Siguiendo la estela de una moda narrativa dieciochesca, el fabuloso libro de Swift simula las trazas de una crónica de viajes y hay que adentrarse en sus páginas para ir descubriendo con sorpresa las razones del gran éxito que tuvo en su tiempo. Al principio, todo parece verosímil y convincente hasta que el narrador falsario comienza a revelar al lector las claves irónicas de su juego literario. Si Swift creyera en la veracidad incuestionable de lo que muestra no lo habría escrito en el ambiguo formato de una novela cómica, reciclando los recursos inagotables de la sátira menipea ya explotados por maestros antiguos como Luciano, Rabelais y Cyrano de Bergerac. Lemuel Gulliver es el cartógrafo imaginario de una geografía mental que acaba configurando un mapa exacto de la estulticia ideológica y la maldad humanas.
Decía Swift que la sátira no vale para nada si el espejo deformante que ponemos delante de la realidad no incluye el rostro caricaturesco del autor. Este es el caso. El capitán Gulliver, tan necio como indica el juego de palabras que lo designa, posee en el primer y el segundo viajes (Liliput y Brobdingnag) la ingenuidad del aventurero lleno de expectativas y curiosidad por el mundo desconocido, reservando para el tercero (Laputa y otras islas similares) y, sobre todo, el cuarto (el País de los Houyhnhnms) la misantropía cáustica y el amargo desengaño vital que algunos asumen como la auténtica actitud del autor.


Un agudo lector del libro, el gran novelista alemán Arno Schmidt, resumía así (en su magnífica novela Momentos de la vida de un fauno) el estratégico plan de Los viajes de Gulliver: Primer libro, el genio torturado por las hormigas; Segundo libro, el horror ante todo lo orgánico; Tercer libro, contra los filólogos y los tecnócratas, contra las ciencias puras y aplicadas; y Cuarto libro, la repugnancia categórica que inspiran a Swift todos los Yahoos, incluido él mismo como moralista del montón.

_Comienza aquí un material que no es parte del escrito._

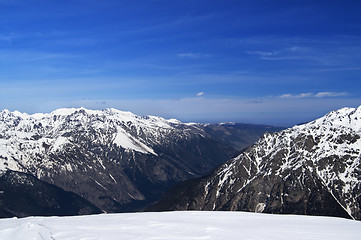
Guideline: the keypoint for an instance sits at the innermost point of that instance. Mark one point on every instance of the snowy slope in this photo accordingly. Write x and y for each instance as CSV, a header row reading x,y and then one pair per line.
x,y
111,158
314,168
180,225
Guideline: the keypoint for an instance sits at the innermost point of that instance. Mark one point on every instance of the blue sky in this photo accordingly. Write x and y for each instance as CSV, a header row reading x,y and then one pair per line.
x,y
272,62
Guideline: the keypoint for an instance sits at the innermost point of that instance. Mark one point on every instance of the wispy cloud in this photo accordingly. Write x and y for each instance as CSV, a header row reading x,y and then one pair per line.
x,y
294,52
194,55
314,95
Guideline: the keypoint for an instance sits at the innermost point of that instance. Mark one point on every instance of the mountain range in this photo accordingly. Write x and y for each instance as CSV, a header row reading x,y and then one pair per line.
x,y
313,169
115,160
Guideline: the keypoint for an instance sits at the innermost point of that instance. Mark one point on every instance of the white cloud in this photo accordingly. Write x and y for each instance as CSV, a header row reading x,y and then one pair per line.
x,y
194,55
314,95
330,94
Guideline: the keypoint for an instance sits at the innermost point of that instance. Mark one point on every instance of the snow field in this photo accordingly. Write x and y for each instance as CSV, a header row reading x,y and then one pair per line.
x,y
180,225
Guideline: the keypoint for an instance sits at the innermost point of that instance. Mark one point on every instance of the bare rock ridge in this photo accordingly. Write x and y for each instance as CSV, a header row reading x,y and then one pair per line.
x,y
313,169
116,160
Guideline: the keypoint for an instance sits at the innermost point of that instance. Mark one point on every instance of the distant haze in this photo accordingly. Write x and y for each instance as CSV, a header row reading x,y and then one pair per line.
x,y
270,62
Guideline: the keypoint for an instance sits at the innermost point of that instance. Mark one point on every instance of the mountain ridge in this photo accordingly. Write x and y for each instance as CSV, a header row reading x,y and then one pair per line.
x,y
275,174
116,160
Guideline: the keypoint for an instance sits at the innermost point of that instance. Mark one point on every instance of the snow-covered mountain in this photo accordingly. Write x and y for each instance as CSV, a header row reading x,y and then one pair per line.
x,y
24,195
314,168
116,160
180,225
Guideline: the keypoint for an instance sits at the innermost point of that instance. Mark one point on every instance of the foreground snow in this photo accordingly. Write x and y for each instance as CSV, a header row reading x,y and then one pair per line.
x,y
180,225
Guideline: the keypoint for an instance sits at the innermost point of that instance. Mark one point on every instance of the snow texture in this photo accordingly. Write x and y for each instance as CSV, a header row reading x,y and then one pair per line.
x,y
24,137
180,225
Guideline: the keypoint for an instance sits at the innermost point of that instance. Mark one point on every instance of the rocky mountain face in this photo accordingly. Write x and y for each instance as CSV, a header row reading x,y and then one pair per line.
x,y
23,195
312,169
116,160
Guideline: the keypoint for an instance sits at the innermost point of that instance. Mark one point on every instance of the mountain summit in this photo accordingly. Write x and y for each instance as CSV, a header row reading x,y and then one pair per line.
x,y
116,160
314,168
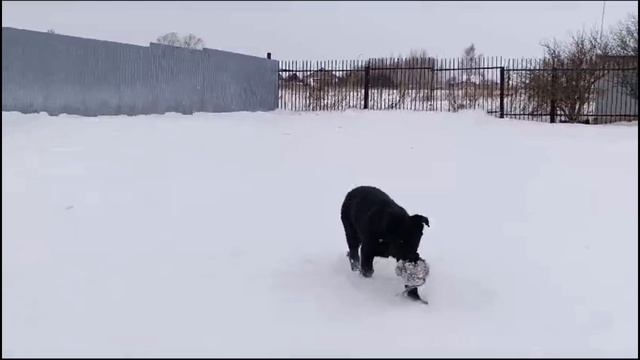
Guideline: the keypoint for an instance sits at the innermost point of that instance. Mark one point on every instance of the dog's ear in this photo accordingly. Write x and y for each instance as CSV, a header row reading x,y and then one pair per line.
x,y
422,219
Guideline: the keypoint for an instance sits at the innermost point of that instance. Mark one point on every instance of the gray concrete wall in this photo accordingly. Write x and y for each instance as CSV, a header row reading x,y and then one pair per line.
x,y
64,74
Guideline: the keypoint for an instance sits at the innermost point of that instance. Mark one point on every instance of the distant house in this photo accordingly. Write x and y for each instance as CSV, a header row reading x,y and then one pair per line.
x,y
617,92
321,77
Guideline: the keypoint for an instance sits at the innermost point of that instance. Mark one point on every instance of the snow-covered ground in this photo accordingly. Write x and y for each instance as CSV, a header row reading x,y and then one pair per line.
x,y
219,235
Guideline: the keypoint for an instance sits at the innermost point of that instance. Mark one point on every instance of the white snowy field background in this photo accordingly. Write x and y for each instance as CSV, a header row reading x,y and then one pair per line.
x,y
219,235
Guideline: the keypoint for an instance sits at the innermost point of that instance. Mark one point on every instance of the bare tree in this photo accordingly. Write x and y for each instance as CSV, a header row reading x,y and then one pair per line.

Sea como sea, este libro sigue planteando uno de los grandes dilemas de la literatura. ¿Es posible denigrar a tal punto la condición humana sin apoyarse, como hace el reverendo Swift, en una creencia reaccionaria en el más allá del cristianismo? La intempestiva contemporaneidad de la sátira pasaría, más bien, por reactivar su poder crítico contra los desafueros e iniquidades del mundo real sin propugnar por ello la entelequia del otro mundo.